As Joan Rivers would say, can we talk? I thought the advertising for Tangled was terrible. Every time I saw the trailer - and, for some reason, I saw it a lot at local cinemas - I rolled my eyes. With its use of a Pink song, shots of a cutesy pet chameleon, and a self-possessed hero trying to win over our heroine by giving her "the smolder," this Disney spin on the Rapunzel tale looked like another animated movie trying way too hard to be hip. Matters weren't helped by reports that Walt Disney Pictures came up with the title because they didn't think boys would see a movie called Rapunzel. I'd be lying if I said that I was overly optimistic when I walked into the theater to see the entire movie.

Lo and behold, this is one of those cases where a trailer makes the feature look worse than it is. Tangled is a total delight that should please fans of classic Disney storytelling no matter what demographic they're in.

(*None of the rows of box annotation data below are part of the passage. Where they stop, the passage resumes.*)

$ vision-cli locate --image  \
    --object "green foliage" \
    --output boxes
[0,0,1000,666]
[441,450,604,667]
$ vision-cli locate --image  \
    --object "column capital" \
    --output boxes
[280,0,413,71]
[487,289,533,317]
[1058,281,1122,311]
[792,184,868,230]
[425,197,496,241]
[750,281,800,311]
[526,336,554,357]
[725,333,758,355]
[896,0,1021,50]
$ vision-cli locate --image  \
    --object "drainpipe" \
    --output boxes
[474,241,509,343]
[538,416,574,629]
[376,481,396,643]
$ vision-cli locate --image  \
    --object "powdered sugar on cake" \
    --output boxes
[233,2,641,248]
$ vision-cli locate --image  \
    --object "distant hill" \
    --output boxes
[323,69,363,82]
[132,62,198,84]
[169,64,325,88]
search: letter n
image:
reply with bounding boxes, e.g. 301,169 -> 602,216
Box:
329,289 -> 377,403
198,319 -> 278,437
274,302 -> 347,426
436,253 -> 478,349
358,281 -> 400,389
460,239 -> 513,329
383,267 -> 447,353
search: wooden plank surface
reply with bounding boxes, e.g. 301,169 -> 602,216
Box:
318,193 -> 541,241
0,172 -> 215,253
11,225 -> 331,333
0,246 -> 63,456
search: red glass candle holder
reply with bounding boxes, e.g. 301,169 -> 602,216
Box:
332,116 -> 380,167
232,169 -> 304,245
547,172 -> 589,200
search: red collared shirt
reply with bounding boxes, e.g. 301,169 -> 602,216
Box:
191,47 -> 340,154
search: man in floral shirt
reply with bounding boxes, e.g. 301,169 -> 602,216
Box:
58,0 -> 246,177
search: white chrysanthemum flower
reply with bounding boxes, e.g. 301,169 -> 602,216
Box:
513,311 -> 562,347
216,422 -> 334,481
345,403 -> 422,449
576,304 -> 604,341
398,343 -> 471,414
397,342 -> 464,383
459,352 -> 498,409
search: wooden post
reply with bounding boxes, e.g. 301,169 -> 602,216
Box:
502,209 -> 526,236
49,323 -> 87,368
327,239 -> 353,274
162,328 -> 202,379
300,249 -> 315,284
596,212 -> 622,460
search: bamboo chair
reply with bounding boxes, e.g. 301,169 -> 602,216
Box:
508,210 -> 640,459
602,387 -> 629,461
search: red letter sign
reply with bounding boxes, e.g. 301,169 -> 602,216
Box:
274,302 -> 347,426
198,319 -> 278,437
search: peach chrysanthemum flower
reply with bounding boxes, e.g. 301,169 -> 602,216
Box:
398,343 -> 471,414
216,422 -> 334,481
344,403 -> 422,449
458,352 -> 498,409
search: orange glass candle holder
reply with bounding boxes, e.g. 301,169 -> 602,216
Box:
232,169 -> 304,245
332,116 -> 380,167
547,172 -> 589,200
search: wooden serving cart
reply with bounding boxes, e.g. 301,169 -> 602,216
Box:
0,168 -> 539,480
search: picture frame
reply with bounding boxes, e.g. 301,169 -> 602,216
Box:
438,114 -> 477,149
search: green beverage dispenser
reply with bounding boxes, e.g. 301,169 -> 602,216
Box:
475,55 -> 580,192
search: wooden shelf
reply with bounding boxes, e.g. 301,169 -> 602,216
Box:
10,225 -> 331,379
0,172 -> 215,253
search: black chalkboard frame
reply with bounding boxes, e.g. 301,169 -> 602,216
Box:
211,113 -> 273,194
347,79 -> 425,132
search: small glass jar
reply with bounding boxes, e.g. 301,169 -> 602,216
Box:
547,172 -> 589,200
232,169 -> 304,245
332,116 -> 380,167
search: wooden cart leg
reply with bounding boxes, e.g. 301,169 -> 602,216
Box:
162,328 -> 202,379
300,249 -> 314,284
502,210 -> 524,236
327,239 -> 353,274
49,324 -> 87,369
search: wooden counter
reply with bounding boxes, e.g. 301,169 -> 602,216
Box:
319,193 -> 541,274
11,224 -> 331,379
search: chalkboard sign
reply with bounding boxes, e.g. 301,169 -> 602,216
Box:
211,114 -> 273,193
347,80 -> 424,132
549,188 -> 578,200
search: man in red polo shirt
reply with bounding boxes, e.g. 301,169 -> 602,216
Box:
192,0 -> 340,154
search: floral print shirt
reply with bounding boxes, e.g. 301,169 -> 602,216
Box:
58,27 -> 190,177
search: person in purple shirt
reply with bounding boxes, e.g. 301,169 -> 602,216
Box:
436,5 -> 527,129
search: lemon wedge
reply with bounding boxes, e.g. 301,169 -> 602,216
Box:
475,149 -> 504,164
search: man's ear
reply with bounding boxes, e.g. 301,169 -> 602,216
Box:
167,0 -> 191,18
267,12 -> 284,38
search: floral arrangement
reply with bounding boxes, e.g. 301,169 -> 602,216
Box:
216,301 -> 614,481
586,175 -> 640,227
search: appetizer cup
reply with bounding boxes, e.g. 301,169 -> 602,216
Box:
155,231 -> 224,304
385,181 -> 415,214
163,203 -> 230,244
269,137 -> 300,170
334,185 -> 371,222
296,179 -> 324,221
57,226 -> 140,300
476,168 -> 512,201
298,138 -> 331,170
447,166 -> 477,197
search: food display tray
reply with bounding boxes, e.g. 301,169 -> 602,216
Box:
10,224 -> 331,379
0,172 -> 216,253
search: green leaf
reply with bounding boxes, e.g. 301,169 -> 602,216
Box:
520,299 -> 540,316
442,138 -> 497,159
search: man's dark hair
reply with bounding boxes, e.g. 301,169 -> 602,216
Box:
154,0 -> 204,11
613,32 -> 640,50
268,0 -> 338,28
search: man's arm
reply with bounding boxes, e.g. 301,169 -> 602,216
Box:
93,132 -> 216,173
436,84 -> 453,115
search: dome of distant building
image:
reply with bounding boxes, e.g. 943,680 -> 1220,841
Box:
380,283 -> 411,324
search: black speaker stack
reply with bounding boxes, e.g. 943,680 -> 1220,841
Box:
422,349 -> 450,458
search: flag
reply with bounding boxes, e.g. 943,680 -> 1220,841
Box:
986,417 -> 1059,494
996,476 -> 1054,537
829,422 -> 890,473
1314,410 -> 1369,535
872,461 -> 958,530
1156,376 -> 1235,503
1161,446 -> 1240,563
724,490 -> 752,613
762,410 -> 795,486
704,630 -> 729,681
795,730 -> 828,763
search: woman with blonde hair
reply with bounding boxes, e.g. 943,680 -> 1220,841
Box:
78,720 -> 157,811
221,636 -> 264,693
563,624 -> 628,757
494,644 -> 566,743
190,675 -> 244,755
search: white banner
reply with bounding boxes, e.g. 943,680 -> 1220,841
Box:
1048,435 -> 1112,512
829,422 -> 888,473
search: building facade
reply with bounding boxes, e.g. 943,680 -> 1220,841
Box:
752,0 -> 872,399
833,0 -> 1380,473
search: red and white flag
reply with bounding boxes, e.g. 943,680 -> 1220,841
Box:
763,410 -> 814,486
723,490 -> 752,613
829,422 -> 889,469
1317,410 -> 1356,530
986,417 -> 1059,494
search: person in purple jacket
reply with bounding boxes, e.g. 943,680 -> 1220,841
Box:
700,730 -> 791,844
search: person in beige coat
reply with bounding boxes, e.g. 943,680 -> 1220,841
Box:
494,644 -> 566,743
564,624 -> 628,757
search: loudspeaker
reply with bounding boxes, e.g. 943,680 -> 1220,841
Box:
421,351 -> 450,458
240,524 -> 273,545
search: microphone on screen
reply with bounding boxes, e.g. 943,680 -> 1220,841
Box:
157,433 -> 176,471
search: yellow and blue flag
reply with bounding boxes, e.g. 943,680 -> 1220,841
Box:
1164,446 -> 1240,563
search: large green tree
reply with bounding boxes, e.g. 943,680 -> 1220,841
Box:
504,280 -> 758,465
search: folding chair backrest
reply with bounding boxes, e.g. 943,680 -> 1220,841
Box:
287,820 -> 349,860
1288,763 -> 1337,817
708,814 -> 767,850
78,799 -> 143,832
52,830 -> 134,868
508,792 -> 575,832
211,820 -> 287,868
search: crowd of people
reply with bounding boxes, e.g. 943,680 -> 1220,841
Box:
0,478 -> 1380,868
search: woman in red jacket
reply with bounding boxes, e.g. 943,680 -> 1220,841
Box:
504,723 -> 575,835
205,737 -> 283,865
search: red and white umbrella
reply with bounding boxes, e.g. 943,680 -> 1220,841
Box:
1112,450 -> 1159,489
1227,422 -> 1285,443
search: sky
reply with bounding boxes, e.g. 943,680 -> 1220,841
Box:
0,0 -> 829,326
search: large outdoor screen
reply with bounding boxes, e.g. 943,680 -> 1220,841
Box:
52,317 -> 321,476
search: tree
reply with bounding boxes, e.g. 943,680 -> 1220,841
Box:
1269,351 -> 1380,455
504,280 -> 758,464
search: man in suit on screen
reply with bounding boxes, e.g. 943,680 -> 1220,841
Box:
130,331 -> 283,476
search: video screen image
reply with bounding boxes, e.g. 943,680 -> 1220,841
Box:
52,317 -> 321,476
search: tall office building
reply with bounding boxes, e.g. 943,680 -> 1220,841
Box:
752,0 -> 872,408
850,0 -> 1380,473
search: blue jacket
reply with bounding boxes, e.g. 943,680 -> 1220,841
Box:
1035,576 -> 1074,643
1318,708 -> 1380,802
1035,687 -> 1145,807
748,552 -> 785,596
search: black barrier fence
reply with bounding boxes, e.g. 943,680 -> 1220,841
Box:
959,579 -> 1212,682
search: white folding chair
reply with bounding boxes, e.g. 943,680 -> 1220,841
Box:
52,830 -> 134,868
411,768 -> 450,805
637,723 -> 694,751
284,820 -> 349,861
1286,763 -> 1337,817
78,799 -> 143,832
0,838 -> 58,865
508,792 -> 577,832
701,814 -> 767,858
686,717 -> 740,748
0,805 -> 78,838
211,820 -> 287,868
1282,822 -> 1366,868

Mandy Moore provides the voice of Rapunzel, the girl with the long, magic hair capable of healing and providing extended youth. She spends her days locked in a tower, not realizing that her "mother" (Donna Murphy) actually kidnapped her from her real parents and is keeping her captive for the restorative power of that golden hair. Rapunzel gets an opportunity to experience freedom after a chance encounter with a thief named Flynn Rider (Zachary Levi). She strikes up a bargain whereby he will take her to see an annual display of floating lanterns and she will let him get away with a valuable artifact he has pilfered. A brief taste of the outside world convinces her that she should never go back, but her "mother" is determined to lock her away permanently.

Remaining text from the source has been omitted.